Square valuation shaved by more than $2bn as IPO share price drops

Square
Jack Dorsey’s Square may have to issue 5.3 million additional shares to preferred shareholders. Photograph: Bill Pugliano/Getty Images

Twitter chief executive Jack Dorsey’s other company, Square, has seen at least a third shaved off its 2014 valuation at $6bn, resulting in an IPO share price of between $11 and $13 a share. To make up the shortfall, the company may have to issue extra stock to preferred shareholders.

As more and more “unicorn” companies come under scrutiny for current financial practices rather than the hope of future returns, the conservative share price for Square, which deals in mobile debit and credit payment, raised eyebrows across Silicon Valley. Part of the reason for the drop may be Square’s partnership with Starbucks, a deal that has been leaking cash and is due to end next year.

The price would put the company’s full value at around $3.85bn.

“Somebody is paying for that drop in valuation,” said Maarten Hooft, managing partner at Quest Venture Partners, “and I assume it’s going to be the common shareholders rather than the preferred, meaning that that common shareholders will get diluted to pay back the preferred.”

Re/Code estimates Square will have to issue 5.3m additional shares to preferred shareholders, in order to make up the 20% return on investment it promised in its last round of private funding.

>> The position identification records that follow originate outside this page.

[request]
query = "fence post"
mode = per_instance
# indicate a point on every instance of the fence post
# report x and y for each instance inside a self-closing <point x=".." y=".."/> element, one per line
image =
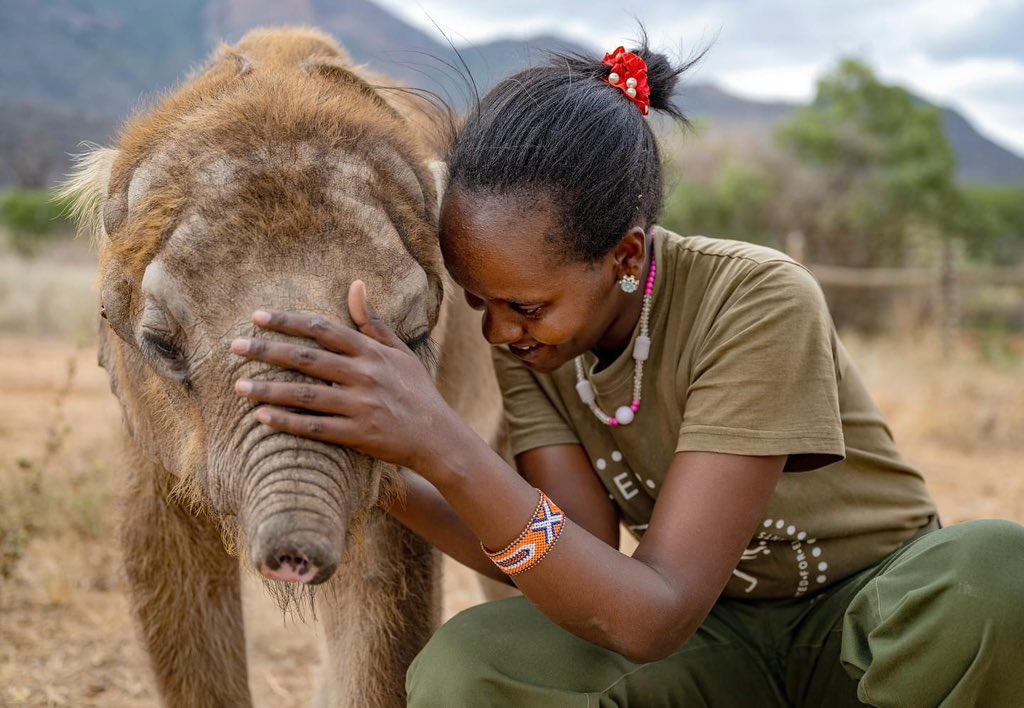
<point x="796" y="245"/>
<point x="949" y="295"/>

The reduction, Hooft said, probably means mean that common stock will be worth a few per cent less.

“It works out to around a couple percentage points of dilution [per share] from the common, and that’s real money,” he said.

In the long term, said Hooft, the change will be better for Silicon Valley than it might be for investors. Hooft continues to preach cost-consciousness, especially in the early, cash-hemorrhaging stages of tech startup-hood. As Square, which is still losing money, battens down its hatches and prepares to enter the open market, its reduction in valuation will serve as a warning to investors to be more disciplined.

Seeing $2bn vanish from one of the most promising companies on the market is a shock to any system.

“That, maybe, is a good thing,” Hooft said. “It doesn’t change very much for us [Quest Venture Partners specializes in early stage investment], but from a later-stage perspective there are these consequences that we keep talking about.”

Dorsey’s imprimatur shields Square from much of the reputational damage a similar move might inflict upon a less-seasoned entrepreneur. The shares are certainly priced to sell, which may avoid some of the pitfalls of other high-profile IPOs that have launched and flopped. Even Facebook struggled to get off the ground when it first went public, in 2012.

The company, of course, can also change its share price again before shares go on sale later this quarter, under the ticker symbol SQ.